Dominic by Mark Pryor
Prometheus Books: 1/2/18
eBook review copy; 239 pages
ISBN-13:
9781633883659
Hollow Man #2
Dominic by Mark Pryor is a recommended novel featuring a psychopathic antihero.
Dominic is a charming Englishman,
prosecutor in juvenile court, and musician living in Austin, Texas. He
is also a psychopath who got away with murder a year ago. Dominic has
known since he was in school in England that he is a psychopath. He has
no natural sense of empathy, guilt, or fear, so he has studied other
people to learn how to imitate appropriate responses. But he can also
recognize other psychopaths, which is how he recognized that Bobby, the
teenage brother of the young woman he is seeing, is also a psychopath.
For his nameless girlfriend, Dominic has been trying to protect Bobby
from incarceration and steer him in the right direction, but, as he well
knows, psychopaths think they are too clever to get caught and aren't
good at
impulse control or following directions.
When Brian
McNulty, Dominic's annoying fellow juvenile prosecutor, expresses
interest in a judicial position that Dominic is also interested in,
Dominic knows he's going to have to orchestrate a plan. Adding to the
problems is Detective Megan Ledsome, an officer who
is still keeping an eye on Dominic and suspects he was involved in the
unsolved murder from a year ago. Dominic needs to come up with a
complicated plan to keep himself safe and get what he wants.
You can easily follow the plot in this second novel featuring Dominic without having read the first novel, 2015's Hollow Man.

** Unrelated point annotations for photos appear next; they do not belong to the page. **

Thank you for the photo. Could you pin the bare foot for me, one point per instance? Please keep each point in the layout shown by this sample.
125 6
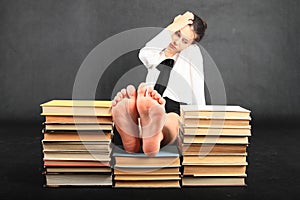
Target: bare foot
150 106
125 117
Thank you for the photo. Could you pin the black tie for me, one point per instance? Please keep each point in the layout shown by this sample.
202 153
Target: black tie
165 68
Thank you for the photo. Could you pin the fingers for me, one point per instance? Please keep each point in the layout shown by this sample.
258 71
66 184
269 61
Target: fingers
189 15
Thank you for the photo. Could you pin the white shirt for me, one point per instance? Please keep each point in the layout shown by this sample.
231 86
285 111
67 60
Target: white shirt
186 82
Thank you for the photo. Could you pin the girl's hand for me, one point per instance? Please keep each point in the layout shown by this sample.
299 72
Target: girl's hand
181 21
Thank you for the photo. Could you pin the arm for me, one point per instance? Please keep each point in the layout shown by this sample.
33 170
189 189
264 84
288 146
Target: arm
151 54
197 76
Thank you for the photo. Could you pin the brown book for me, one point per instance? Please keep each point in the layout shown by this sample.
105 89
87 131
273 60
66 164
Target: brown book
214 148
147 161
215 139
215 170
213 181
54 180
77 136
78 119
148 184
78 127
214 159
70 163
146 171
215 111
216 131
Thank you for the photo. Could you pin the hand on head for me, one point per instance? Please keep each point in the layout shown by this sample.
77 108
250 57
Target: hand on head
181 21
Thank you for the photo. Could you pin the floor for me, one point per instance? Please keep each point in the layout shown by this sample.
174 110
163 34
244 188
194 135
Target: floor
273 171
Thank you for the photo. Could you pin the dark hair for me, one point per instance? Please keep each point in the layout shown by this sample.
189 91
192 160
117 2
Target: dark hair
199 26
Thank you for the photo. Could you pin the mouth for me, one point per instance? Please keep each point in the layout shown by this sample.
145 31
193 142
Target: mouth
172 46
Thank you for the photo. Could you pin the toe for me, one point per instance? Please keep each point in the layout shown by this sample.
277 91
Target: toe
131 91
142 89
161 101
124 92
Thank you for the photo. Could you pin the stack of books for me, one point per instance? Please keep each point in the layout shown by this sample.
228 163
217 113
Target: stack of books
139 170
77 143
214 141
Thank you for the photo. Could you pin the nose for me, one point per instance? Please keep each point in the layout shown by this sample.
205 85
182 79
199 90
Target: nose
175 42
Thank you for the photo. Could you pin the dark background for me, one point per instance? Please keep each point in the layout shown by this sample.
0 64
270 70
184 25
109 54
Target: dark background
255 45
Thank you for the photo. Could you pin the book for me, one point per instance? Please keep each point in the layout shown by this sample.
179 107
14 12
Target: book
76 156
216 131
143 177
77 136
78 119
80 127
148 184
78 169
145 171
200 122
67 179
76 108
214 139
75 163
214 159
167 157
215 111
76 146
214 148
215 170
213 181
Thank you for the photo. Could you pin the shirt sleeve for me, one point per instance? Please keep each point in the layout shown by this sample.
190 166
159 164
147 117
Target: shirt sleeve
197 76
150 55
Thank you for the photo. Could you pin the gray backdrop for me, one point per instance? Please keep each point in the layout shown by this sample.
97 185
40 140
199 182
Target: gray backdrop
255 45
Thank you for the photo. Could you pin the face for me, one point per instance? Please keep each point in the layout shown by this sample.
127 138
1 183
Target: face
181 39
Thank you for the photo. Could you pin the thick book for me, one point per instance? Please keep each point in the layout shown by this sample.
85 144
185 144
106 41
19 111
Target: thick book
76 146
66 179
215 139
215 111
76 108
214 159
78 127
215 170
166 157
104 137
200 122
214 148
78 119
216 131
213 181
143 177
146 171
78 170
148 184
76 156
75 163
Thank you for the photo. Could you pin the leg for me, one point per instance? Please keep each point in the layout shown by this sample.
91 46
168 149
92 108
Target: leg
125 117
150 106
170 129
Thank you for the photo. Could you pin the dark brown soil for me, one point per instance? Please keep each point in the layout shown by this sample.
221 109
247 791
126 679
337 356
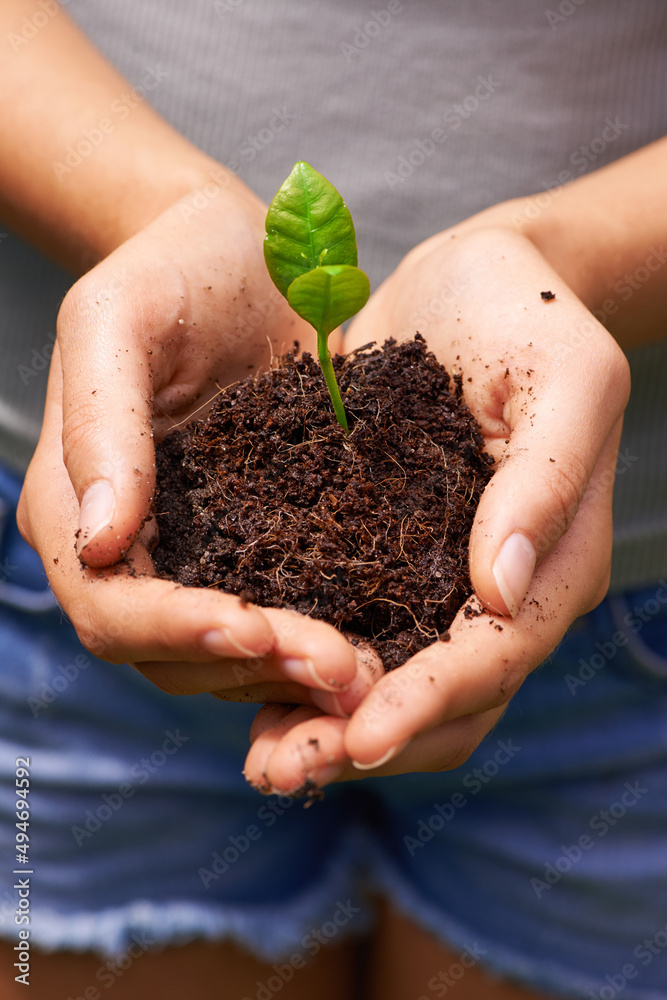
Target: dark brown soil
267 498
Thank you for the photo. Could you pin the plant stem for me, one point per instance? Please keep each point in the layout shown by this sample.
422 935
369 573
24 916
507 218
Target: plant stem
330 379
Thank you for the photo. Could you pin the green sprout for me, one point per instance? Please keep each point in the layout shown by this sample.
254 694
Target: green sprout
311 253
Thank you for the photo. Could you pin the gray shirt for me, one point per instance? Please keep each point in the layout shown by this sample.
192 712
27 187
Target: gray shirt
422 112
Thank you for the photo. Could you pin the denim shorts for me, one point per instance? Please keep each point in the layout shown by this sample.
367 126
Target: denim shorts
543 858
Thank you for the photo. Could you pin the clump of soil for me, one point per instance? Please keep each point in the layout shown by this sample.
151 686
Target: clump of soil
268 499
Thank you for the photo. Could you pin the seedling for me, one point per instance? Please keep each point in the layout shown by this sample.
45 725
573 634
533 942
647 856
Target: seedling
311 253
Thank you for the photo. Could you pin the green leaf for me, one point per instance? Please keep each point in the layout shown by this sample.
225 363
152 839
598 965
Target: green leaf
308 225
329 295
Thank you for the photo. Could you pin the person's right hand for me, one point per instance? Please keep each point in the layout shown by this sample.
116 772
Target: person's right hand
143 339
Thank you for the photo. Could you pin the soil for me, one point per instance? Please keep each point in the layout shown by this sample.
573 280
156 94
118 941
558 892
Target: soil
267 498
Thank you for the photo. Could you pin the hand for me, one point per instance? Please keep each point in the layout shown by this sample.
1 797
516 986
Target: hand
548 386
143 340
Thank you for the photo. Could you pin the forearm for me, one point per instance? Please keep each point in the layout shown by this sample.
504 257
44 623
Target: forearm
57 92
606 235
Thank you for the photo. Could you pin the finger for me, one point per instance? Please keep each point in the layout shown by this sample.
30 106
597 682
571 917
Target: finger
559 417
487 659
105 326
301 749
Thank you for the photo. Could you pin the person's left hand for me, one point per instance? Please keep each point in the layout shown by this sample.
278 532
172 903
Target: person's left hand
548 386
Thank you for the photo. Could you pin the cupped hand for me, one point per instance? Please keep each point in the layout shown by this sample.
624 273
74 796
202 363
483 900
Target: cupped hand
144 339
548 386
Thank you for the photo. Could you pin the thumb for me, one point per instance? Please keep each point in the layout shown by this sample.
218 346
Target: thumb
107 421
562 445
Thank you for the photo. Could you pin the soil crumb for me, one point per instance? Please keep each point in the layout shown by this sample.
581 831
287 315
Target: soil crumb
268 498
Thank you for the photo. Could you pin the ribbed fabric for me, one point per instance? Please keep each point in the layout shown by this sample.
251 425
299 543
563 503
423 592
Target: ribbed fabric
259 85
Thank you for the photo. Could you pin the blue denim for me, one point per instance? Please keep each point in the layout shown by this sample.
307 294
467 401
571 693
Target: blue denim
544 857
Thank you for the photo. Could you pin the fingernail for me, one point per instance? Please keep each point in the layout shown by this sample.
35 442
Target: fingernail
303 672
391 752
513 570
97 510
329 703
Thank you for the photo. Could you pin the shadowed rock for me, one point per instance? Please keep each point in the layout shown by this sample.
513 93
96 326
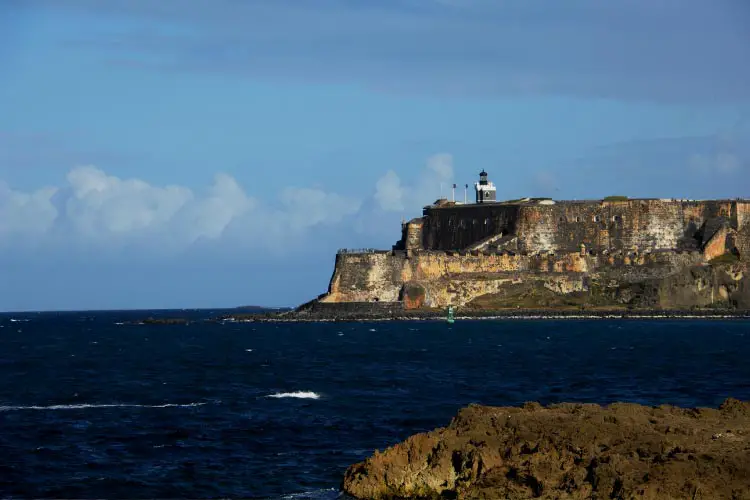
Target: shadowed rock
568 451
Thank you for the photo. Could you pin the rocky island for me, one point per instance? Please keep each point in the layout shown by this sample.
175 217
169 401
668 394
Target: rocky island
611 255
568 451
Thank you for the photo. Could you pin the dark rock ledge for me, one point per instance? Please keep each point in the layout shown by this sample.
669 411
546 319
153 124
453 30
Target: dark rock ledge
568 451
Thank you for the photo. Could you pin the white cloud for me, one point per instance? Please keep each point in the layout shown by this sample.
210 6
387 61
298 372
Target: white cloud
100 204
436 177
93 208
27 214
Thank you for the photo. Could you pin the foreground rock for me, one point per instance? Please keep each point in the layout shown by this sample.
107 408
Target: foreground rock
568 451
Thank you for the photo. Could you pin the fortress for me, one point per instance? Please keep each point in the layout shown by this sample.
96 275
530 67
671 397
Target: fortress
541 253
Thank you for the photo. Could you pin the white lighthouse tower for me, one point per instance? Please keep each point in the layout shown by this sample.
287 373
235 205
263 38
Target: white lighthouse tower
485 189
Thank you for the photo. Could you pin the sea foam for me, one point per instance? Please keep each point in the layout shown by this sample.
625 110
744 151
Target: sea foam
86 406
296 394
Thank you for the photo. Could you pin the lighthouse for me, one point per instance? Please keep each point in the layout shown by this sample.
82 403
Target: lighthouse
485 189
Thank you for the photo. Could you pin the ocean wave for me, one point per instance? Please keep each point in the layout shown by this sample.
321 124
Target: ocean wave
296 394
86 406
331 493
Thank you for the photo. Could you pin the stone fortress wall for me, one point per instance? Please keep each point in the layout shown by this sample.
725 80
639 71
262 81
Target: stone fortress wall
456 253
636 225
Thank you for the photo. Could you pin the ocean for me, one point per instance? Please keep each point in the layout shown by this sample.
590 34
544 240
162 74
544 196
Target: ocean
94 407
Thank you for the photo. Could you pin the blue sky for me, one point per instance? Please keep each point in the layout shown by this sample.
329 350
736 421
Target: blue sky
202 153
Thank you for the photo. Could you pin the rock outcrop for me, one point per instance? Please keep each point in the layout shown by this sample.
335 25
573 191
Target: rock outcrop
568 451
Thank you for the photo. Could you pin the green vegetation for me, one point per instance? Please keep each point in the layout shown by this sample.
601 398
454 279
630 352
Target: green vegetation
726 258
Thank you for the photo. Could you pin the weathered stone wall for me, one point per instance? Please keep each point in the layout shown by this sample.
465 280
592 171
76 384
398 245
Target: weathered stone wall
458 279
742 238
457 227
630 225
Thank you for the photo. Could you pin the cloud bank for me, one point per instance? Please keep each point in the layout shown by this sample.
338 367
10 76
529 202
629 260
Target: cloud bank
665 50
95 210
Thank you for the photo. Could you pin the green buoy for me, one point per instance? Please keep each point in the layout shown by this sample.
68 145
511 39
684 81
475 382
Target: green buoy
449 318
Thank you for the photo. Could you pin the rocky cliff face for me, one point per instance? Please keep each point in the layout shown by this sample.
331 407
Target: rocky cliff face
667 280
664 254
568 451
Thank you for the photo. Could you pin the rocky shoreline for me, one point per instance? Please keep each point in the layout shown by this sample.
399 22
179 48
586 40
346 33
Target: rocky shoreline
568 451
354 315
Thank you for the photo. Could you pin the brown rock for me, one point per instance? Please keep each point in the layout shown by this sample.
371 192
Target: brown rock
568 451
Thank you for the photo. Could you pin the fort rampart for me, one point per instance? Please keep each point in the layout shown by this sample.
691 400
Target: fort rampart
615 251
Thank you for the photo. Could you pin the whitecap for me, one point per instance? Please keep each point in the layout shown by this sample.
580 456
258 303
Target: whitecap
331 493
86 406
296 394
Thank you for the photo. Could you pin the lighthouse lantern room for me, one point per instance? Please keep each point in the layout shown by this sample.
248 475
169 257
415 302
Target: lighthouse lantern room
485 189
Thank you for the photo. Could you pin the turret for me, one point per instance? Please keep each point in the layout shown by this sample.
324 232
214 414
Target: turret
485 189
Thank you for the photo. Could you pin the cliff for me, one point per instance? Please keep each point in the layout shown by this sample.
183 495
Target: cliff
568 451
624 254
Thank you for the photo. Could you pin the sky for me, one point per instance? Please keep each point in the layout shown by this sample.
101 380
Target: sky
217 153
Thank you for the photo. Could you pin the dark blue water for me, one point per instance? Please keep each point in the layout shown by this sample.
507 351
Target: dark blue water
90 408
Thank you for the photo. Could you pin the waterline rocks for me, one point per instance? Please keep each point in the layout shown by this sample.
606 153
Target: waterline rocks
568 451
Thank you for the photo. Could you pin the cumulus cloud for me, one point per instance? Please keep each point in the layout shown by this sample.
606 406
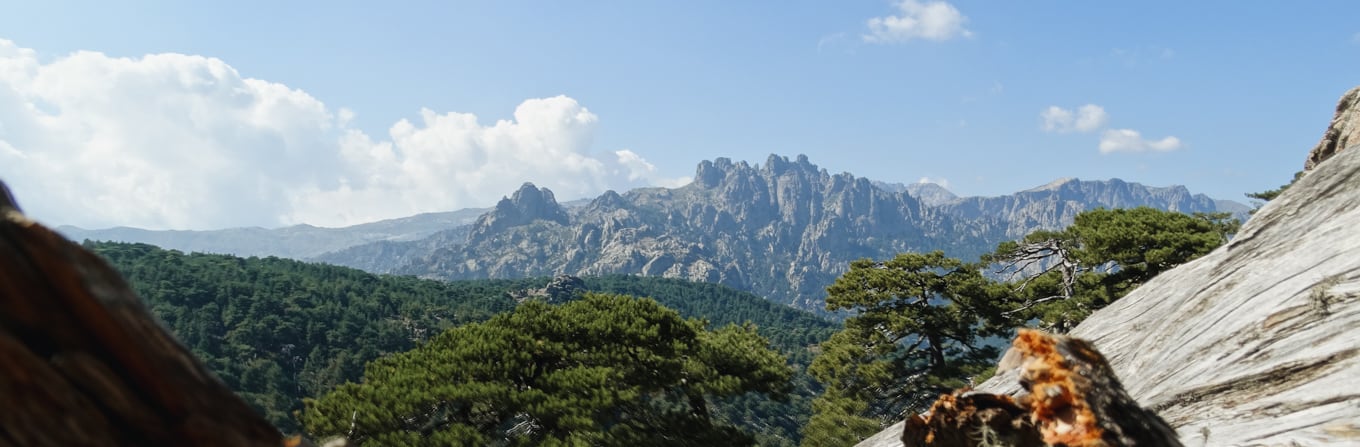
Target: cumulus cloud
1085 118
1128 140
187 141
943 182
1091 118
932 21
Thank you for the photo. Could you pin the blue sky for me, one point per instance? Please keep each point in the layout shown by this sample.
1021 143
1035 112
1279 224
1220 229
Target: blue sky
206 116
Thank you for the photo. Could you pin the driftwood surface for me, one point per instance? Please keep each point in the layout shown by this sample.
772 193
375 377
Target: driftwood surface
83 363
1071 397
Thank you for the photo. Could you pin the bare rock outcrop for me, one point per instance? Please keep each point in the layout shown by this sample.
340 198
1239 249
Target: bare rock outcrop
1254 344
1341 133
1071 397
82 362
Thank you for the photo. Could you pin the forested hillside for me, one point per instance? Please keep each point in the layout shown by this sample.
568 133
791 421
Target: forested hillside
278 330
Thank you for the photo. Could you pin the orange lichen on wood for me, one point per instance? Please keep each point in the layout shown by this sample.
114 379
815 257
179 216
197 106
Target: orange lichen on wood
971 419
1057 398
1073 400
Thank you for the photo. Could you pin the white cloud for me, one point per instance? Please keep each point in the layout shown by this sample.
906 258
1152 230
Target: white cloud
943 182
932 21
185 141
1128 140
1085 118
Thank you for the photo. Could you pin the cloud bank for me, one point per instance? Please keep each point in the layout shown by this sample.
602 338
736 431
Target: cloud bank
932 21
187 141
1092 118
1128 140
1085 118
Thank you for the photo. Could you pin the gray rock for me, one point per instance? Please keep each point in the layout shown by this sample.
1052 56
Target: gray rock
1257 343
1343 132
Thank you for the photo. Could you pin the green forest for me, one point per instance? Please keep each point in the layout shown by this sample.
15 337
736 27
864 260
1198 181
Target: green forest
280 330
620 360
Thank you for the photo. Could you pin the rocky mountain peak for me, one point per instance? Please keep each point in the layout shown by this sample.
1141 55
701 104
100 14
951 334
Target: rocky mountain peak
929 193
1341 133
528 204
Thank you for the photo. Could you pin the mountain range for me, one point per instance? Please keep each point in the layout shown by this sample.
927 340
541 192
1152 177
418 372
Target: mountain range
784 230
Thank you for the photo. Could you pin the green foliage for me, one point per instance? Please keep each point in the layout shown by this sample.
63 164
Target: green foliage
1105 254
917 332
790 330
1270 194
604 370
275 330
240 315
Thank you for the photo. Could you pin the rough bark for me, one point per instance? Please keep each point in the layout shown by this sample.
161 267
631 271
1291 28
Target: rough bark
86 364
1072 398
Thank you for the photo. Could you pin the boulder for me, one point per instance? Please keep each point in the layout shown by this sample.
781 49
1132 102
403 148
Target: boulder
1254 344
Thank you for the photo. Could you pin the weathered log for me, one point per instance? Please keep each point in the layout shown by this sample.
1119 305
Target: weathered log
83 363
1073 400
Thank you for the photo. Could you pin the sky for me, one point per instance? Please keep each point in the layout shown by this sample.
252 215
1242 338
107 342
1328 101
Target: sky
199 116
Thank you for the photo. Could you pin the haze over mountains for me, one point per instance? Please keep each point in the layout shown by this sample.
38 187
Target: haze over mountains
782 230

The chapters alternate between the voices of Dominic, Brian, and
Dominic's girlfriend. Dominic plans out his dark, evil scheme while
maintaining his charming facade, although readers are privy to his
darker thoughts.
Dominic is well-written and certainly has some surprising plot
twists. It held my attention throughout. The biggest hurdle Pryor has to
clear is helping readers find, if not sympathy, at least some rapport
with his psychopathic antihero who lacks normal human emotions. It's
kind of a hard sell that, while it has worked for other readers, didn't
really work for me. I began to hope that Brian McNulty was not the
schlub he seemed to be and was secretly planning his own long-con behind
Dominic's back. I guess it doesn't bode well for your antihero
protagonist when the reader is hoping he gets taken down.
Disclosure:
My review copy was courtesy of Prometheus Books.